1505248_10205709407162940_7708083513309092857_nO Ocidente secular se faz de culpado: “nossa cultura é intolerante e opressora. Logo, o ódio e o ataque deles — isto é, de todos os que já prejudicamos — é compreensível e, acima de tudo, justificável.” Isto caracteriza o grau máximo de alívio que uma consciência tomada pela “tirania da penitência” pode chegar (expressão de Pascal Bruckner, filósofo francês) em relação a si mesma: experienciar a deflagração de barbárie no seio da própria civilização e ainda conseguir culpar a si mesmo.

O “choque (clash) de civilizações”, formulado pelo cientista político Samuel P. Huntington, compreendia que as identidades culturais – incluem aí sobretudo as religiões – serão as principais fontes de conflito no mundo.

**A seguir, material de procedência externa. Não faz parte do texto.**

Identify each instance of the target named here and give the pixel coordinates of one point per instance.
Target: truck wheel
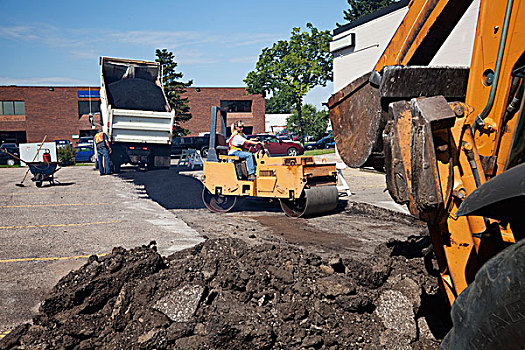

Diz Huntington: “a fonte fundamental de conflitos neste mundo novo não será principalmente ideológica ou econômica. As grandes divisões entre a humanidade e a fonte dominante de conflitos será cultural[…]. O choque de civilizações dominará a política global. As falhas geológicas entre civilizações serão as frentes de combate do futuro”.

Isso significa o seguinte: os conflitos não são dados por lutas de classes, ou seja, a premissa básica da dinâmica da história não é material, mas simbólica. O Ocidente secularizado não resistirá à força dessa dinâmica, pois esvaziou os seus símbolos. A razão disse não é tão simples: os valores que sustentam a identidade de uma civilização derivam de uma experiência profunda de participação no reino dos fins. Esses valores são fundamentados, portanto, na própria consciência de experiência histórica, o que chamamos, em geral, de “tradição”, como sagrada. Qual, afinal, é o significado de sermos “ocidentais”?

Uma das marcas do ocidental contemporâneo é o secularismo: esvaziamento radical de todos os símbolos religiosos, isto é, esvaziamento da própria experiência de narrativa da nossa história como sagrada. Uma cultura secular não consegue sustentar seus valores mais caros: liberdade, irredutibilidade da dignidade da pessoa, o direito à vida, justiça etc, já que todos eles foram reduzidos ao palavrório vazio do reino das realizações imediatas.

A noção de “tolerância”, cara à nossa cultura secular moderna, não traz em si a solução para um paradoxo simples que ela mesmo gera: “mas e se o outro não aceitar a tolerância como premissa mínima ao fundamento de uma ‘nova ordem civilizatória’?” O atual atentado à sede da Charlie Hebdo é só mais uma prova de que o Ocidente definha por ter “optado” em reconhecer a sua própria tradição como o grande algoz da humanidade. O resultado disso não será nossa a redenção, mas o nosso ocaso.